The reason behind choosing sole proprietorship as the business form is due to the many benefits it offers despite limitations in areas of size and resources. The benefits are mentioned below:

  1. It is very easy to set up a sole proprietorship business as very few legal formalities are required. Similarly, the winding up of the business is also hassle-free.
  2. As the sole decision maker, the sole proprietor enjoys complete hold over the business, which makes decisions quick.
  3. Sole proprietor enjoys all the profits earned by the business and, at the same has to bear all the losses.
  4. Highly flexible in operations as the sole proprietor is the only person managing the operation.

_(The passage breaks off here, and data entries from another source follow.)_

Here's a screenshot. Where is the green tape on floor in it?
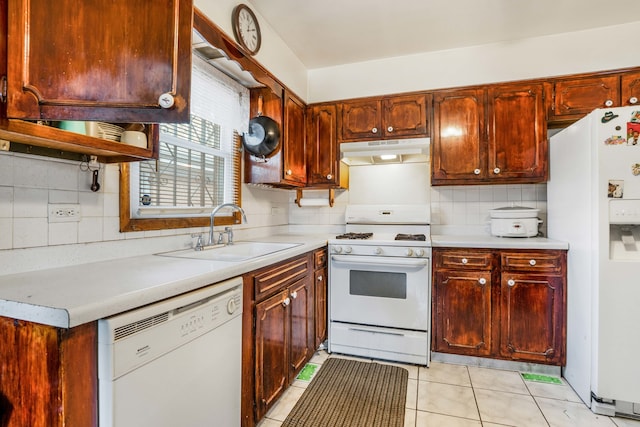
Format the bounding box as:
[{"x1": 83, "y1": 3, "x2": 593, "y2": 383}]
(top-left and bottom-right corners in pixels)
[
  {"x1": 296, "y1": 363, "x2": 319, "y2": 381},
  {"x1": 521, "y1": 373, "x2": 562, "y2": 384}
]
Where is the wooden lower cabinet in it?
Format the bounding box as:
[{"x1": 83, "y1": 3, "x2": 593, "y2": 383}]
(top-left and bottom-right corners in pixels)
[
  {"x1": 242, "y1": 252, "x2": 316, "y2": 427},
  {"x1": 432, "y1": 248, "x2": 566, "y2": 366}
]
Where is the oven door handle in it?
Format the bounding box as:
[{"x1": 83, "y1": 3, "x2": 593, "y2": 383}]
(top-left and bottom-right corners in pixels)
[{"x1": 331, "y1": 255, "x2": 429, "y2": 267}]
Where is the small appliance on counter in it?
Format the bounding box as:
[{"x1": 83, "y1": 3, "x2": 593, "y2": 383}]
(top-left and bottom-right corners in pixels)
[{"x1": 489, "y1": 205, "x2": 542, "y2": 237}]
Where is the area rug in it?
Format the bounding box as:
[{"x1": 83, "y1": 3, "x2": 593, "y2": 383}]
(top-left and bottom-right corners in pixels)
[{"x1": 282, "y1": 357, "x2": 409, "y2": 427}]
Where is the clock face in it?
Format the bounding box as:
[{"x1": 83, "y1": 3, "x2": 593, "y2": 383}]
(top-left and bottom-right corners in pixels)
[{"x1": 233, "y1": 4, "x2": 262, "y2": 55}]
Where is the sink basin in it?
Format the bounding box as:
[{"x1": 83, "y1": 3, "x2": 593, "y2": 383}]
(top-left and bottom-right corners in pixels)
[{"x1": 156, "y1": 242, "x2": 302, "y2": 262}]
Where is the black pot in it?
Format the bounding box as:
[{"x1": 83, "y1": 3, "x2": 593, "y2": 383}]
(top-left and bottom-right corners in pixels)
[{"x1": 242, "y1": 97, "x2": 280, "y2": 157}]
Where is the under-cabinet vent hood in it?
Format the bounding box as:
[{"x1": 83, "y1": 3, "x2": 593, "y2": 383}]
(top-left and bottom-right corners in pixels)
[{"x1": 340, "y1": 138, "x2": 429, "y2": 166}]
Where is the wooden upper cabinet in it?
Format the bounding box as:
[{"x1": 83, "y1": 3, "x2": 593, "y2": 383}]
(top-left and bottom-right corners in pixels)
[
  {"x1": 549, "y1": 75, "x2": 620, "y2": 121},
  {"x1": 431, "y1": 89, "x2": 487, "y2": 184},
  {"x1": 307, "y1": 104, "x2": 339, "y2": 187},
  {"x1": 282, "y1": 91, "x2": 307, "y2": 186},
  {"x1": 487, "y1": 83, "x2": 548, "y2": 183},
  {"x1": 620, "y1": 71, "x2": 640, "y2": 106},
  {"x1": 5, "y1": 0, "x2": 193, "y2": 123},
  {"x1": 431, "y1": 83, "x2": 548, "y2": 185},
  {"x1": 339, "y1": 93, "x2": 431, "y2": 141}
]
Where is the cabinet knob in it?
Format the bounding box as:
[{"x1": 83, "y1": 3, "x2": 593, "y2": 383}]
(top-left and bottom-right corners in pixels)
[{"x1": 158, "y1": 92, "x2": 176, "y2": 108}]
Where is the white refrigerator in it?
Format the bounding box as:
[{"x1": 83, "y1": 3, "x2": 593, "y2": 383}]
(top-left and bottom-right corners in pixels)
[{"x1": 547, "y1": 106, "x2": 640, "y2": 416}]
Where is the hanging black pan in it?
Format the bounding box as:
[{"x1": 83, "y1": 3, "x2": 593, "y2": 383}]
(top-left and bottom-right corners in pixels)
[{"x1": 242, "y1": 97, "x2": 280, "y2": 157}]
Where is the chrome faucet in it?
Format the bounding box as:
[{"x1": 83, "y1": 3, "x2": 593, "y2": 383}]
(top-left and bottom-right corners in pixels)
[{"x1": 209, "y1": 203, "x2": 248, "y2": 246}]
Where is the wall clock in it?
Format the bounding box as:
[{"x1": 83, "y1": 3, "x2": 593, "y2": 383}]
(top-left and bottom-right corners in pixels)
[{"x1": 231, "y1": 4, "x2": 262, "y2": 55}]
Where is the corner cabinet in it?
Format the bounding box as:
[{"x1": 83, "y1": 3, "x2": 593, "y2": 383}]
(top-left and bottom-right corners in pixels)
[
  {"x1": 0, "y1": 0, "x2": 193, "y2": 161},
  {"x1": 338, "y1": 93, "x2": 431, "y2": 141},
  {"x1": 432, "y1": 248, "x2": 566, "y2": 366},
  {"x1": 242, "y1": 253, "x2": 315, "y2": 426},
  {"x1": 431, "y1": 83, "x2": 548, "y2": 185}
]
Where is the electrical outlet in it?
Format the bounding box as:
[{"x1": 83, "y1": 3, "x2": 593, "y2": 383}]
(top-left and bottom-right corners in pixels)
[{"x1": 49, "y1": 203, "x2": 80, "y2": 223}]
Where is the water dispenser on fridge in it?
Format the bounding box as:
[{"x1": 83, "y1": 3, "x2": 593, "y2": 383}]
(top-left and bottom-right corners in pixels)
[{"x1": 609, "y1": 199, "x2": 640, "y2": 261}]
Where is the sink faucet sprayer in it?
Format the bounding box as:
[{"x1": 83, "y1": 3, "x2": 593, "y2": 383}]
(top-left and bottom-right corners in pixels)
[{"x1": 208, "y1": 203, "x2": 248, "y2": 246}]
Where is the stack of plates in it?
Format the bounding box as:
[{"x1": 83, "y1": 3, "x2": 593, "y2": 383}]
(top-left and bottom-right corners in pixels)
[{"x1": 96, "y1": 122, "x2": 124, "y2": 141}]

Application Questions for NCERT Business Studies Solutions Class 11 Chapter 2

  1. In which form of organisation is a trade agreement made by one owner binding on the others? Give reasons to support your answer.

In a partnership form of business, a trade agreement made by any one owner becomes legally binding for the other partners. This is due to the fact that every partner is, by rule, both agent and a principal. So each partner acts as an agent of the firm and binds all other partners, and each partner is also principal of the firm, so he is bound by the action of other partners

  1. The business assets of an organisation amount to Rs. 50,000, but the debts that remain unpaid are Rs. 80,000. What course of action can the creditors take if
    (a) The organisation is a sole proprietorship firm
    (b) The organisation is a partnership firm with Anthony and Akbar as partners. Which of the two partners can the creditors approach for repayment of the debt? Explain, giving reasons.

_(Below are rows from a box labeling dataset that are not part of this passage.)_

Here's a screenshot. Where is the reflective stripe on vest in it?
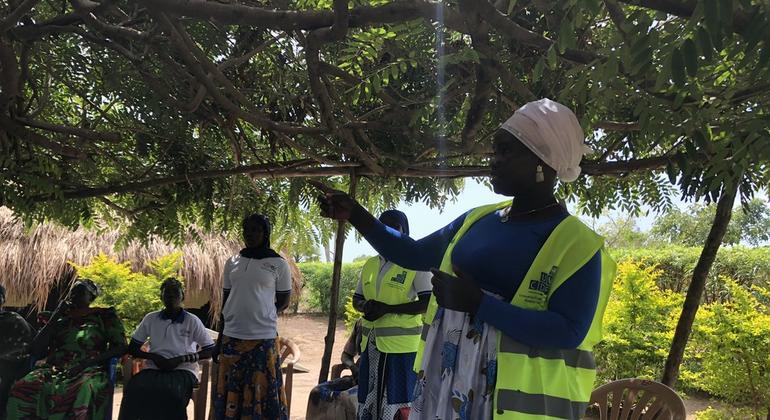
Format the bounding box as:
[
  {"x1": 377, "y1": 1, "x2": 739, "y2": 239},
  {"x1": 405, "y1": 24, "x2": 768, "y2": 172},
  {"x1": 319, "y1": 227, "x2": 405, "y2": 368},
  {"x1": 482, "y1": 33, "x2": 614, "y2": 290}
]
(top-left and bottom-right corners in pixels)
[
  {"x1": 415, "y1": 201, "x2": 615, "y2": 420},
  {"x1": 495, "y1": 389, "x2": 588, "y2": 419},
  {"x1": 361, "y1": 257, "x2": 422, "y2": 353}
]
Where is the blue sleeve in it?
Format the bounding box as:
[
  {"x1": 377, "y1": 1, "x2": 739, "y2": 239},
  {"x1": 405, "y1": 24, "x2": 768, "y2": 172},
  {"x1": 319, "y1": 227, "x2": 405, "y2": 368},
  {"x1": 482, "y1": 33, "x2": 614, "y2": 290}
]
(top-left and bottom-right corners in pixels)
[
  {"x1": 476, "y1": 252, "x2": 602, "y2": 349},
  {"x1": 364, "y1": 213, "x2": 468, "y2": 271}
]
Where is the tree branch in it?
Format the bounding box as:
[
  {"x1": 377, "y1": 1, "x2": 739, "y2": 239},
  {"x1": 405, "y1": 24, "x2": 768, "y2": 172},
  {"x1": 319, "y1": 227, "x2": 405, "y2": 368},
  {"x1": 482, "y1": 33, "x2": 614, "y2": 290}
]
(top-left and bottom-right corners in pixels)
[
  {"x1": 16, "y1": 118, "x2": 121, "y2": 143},
  {"x1": 0, "y1": 0, "x2": 40, "y2": 33},
  {"x1": 621, "y1": 0, "x2": 749, "y2": 32},
  {"x1": 475, "y1": 0, "x2": 602, "y2": 64},
  {"x1": 31, "y1": 157, "x2": 669, "y2": 202},
  {"x1": 0, "y1": 115, "x2": 88, "y2": 160}
]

(a) As the sole proprietor has unlimited liability in the case of a sole proprietorship, creditors can claim the personal assets of the proprietor in case of debt repayment.

(b) The creditors can approach both partners, Anthony and Akbar, and they need to pay as per their share in the partnership. If one of the partners becomes insolvent, then the other partner can be approached for debt repayment.

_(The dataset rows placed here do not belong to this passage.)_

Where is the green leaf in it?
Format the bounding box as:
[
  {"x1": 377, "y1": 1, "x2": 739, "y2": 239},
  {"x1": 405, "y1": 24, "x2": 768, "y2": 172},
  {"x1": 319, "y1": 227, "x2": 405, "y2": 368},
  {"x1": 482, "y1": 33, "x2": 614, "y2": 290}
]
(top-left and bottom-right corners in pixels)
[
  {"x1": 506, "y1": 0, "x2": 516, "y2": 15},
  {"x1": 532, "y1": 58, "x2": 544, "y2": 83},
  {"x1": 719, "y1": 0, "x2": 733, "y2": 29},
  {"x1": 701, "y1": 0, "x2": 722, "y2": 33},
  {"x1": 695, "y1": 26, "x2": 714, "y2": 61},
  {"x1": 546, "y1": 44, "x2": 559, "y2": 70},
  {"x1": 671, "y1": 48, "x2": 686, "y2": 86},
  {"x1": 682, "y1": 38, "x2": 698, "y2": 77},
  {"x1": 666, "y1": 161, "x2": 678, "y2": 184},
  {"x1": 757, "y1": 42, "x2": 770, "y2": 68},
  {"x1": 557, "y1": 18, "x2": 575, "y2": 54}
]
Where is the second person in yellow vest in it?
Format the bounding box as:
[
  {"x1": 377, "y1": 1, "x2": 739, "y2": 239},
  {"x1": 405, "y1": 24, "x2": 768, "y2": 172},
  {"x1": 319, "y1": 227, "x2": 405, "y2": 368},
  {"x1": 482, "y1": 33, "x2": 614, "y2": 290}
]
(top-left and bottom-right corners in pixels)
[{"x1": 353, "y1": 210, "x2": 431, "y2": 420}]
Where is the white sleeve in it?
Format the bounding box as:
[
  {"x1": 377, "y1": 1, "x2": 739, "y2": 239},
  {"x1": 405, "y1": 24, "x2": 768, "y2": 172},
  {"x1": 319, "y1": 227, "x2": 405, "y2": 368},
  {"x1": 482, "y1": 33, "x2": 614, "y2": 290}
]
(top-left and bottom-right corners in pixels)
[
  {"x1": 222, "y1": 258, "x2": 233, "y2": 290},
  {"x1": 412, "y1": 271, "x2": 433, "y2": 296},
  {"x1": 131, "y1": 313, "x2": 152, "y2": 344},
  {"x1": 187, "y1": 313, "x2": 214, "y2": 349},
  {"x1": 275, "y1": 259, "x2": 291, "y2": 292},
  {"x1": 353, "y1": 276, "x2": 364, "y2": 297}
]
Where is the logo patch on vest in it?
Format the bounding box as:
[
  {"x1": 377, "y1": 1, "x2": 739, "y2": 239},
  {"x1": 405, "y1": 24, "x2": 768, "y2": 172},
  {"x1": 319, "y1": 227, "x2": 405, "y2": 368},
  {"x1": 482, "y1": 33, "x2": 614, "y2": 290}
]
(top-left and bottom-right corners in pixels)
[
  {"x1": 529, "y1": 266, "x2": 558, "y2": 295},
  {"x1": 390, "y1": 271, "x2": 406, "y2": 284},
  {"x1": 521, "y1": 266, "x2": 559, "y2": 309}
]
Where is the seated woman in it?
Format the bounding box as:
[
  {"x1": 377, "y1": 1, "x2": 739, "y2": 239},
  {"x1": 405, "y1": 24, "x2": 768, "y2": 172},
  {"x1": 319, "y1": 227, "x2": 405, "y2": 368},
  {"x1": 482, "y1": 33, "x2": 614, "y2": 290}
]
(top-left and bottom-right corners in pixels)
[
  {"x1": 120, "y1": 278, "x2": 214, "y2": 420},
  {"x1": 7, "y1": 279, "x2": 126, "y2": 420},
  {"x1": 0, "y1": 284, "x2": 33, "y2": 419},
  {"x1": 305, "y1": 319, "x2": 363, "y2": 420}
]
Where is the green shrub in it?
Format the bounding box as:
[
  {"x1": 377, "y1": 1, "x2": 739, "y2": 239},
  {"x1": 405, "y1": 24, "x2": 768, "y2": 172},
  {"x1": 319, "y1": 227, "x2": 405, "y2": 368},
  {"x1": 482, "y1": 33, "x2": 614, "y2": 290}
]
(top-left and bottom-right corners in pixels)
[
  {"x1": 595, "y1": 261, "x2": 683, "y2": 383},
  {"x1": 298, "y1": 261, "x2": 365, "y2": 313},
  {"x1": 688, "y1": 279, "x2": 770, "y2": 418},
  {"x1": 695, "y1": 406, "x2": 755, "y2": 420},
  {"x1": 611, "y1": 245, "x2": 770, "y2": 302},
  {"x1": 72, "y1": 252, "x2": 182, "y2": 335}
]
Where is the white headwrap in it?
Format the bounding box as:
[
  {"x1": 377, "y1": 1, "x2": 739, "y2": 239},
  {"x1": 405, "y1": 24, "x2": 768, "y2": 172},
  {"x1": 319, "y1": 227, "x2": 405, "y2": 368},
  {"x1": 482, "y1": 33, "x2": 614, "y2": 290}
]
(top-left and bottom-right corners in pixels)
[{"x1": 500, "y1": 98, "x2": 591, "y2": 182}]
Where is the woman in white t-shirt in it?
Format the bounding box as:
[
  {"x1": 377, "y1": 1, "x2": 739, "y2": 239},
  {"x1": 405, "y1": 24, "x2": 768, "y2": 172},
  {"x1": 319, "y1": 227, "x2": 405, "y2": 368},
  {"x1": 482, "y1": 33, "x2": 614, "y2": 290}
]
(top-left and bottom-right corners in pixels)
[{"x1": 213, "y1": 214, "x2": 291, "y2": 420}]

  1. Neha is a sole proprietor. Over the past decade, her business has grown from operating a neighbourhood corner shop selling accessories such as artificial jewellery, bags, hair clips and nail art to a retail chain with three branches in the city. Although she looks after the varied functions in all the branches, she wonders whether she should form a company to manage the business better. She also has plans to open branches countrywide.
    (a) Explain two benefits of remaining a sole proprietor
    (b) Explain two benefits of converting to a joint stock company
    (c) What role will her decision to go nationwide play in her choice of form of the organisation?
    (d) What legal formalities will she have to undergo to operate the business as a company?

(a) The benefits of remaining a sole proprietor are listed below:

  1. All profits of the business are owned by a sole proprietor
  2. Independent decision-making can be done in the case of a sole proprietorship

(b) The following are two benefits of converting to a joint stock company.

  1. Capital can be expanded by the issue of new shares.
  2. The owners’ liability is limited only to the amount invested by them as capital.

(c) A joint stock company will best serve her interest if the plan is to go nationwide.

(d) The following formalities need to be completed for operating a joint stock company:

  1. Company promotion
  2. Creating necessary documents such as a Memorandum of Association (MoA), Article of Association (AoA) and the mandatory agreement and declaration.